The representative, sensing my lack of experience with the BlackBerry, then walks me through its features as well as the programs that are pre-installed on it so that I will be comfortable exploring it. I also learn through the conversation with the representative that many of the programs, such as AskMeNow, and numerous games, such as Bass Assassin and Texas Hold 'Em King 2, are free after a nominal one-time fee. I thank her for her time and patience, and we end the call. Now I'm ready for the tryout.

 

It Gets Put Through Its Paces

After I install the desktop software, I start to carry the BlackBerry with me everywhere. I use it to make calls and check e-mails. I get on the Internet at a moment's notice and have questions answered using the AskMeNow feature. I can make a to-do list as I'm walking around or waiting for my next daily task. I feel increasingly confident as I use my new toy. I get bold enough to change the wallpaper.

I like using the BlackBerry.
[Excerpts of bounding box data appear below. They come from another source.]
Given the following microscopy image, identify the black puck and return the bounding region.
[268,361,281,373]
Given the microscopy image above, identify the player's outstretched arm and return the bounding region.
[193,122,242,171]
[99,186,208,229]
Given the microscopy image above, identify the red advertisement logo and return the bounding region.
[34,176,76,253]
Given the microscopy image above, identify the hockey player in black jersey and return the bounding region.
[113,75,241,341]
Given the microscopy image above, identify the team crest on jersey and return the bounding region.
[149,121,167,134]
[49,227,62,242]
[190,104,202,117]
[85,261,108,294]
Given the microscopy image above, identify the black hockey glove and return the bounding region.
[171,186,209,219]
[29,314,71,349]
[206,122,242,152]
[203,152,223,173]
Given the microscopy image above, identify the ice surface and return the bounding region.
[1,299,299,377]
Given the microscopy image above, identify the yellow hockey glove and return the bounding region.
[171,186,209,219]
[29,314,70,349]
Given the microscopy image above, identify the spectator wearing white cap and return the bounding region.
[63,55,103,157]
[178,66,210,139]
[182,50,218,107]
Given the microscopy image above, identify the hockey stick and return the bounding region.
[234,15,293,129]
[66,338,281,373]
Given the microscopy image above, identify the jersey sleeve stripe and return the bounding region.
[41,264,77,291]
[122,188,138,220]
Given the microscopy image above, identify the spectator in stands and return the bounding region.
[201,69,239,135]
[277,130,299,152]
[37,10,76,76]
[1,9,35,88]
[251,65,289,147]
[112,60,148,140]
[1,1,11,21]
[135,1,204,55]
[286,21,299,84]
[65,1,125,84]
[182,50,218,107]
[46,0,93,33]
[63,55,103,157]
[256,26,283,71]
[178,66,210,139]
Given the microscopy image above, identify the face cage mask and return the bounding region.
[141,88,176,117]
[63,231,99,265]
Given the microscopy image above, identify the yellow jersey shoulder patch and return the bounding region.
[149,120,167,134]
It is convenient because I don't have to carry a cell phone and PDA. And it is more efficient because I can sync it with my desktop and can update it with my work calendar, so I know where I should be and at what time. The cell phone reception is great, and I can use the Web with ease. Plus, I like the fact that when I'm on the Internet, I don't have all the advertising and pictures like I do on my computer screen. (Although as technology improves, I'm sure they will show up on the BlackBerry, too.)

The rest of the house chimes in. Interestingly, my teenage daughter and my groom-to-be showed an interest in using my BlackBerry. Both of them are much more comfortable using gadgets than I am, so I was curious what their opinions of my new device would be. My daughter (who's a sophomore) took it to school with her and liked using the Internet for school research. She also liked the size of the device. But she has not shown any other interest in it— while the BlackBerry is helpful, it is not as necessary to her existence as her iPod or cell phone.

My fiance is an engineer and almost instantly became one with the BlackBerry. Before the BlackBerry, he would talk to me in the car and while we were doing various tasks. Once he had the BlackBerry in his possession, though, he was constantly typing some inquiry, using the Web, checking his e-mails, using the AskMeNow feature to keep up to the moment on the NBA playoff scores and who knows what else. I have to admit that I didn't like his change of focus—it is weird to be in the same vicinity as a person who's so focused on typing on a device that you seem invisible. But I did realize that he really found the BlackBerry mine.

The bottom line. As for me, I think the BlackBerry is a very useful device that can be used to navigate all the various parts of your life. With its light weight and small size, it is the closest thing in technology to carrying your computer with you. And I have to admit that I like it.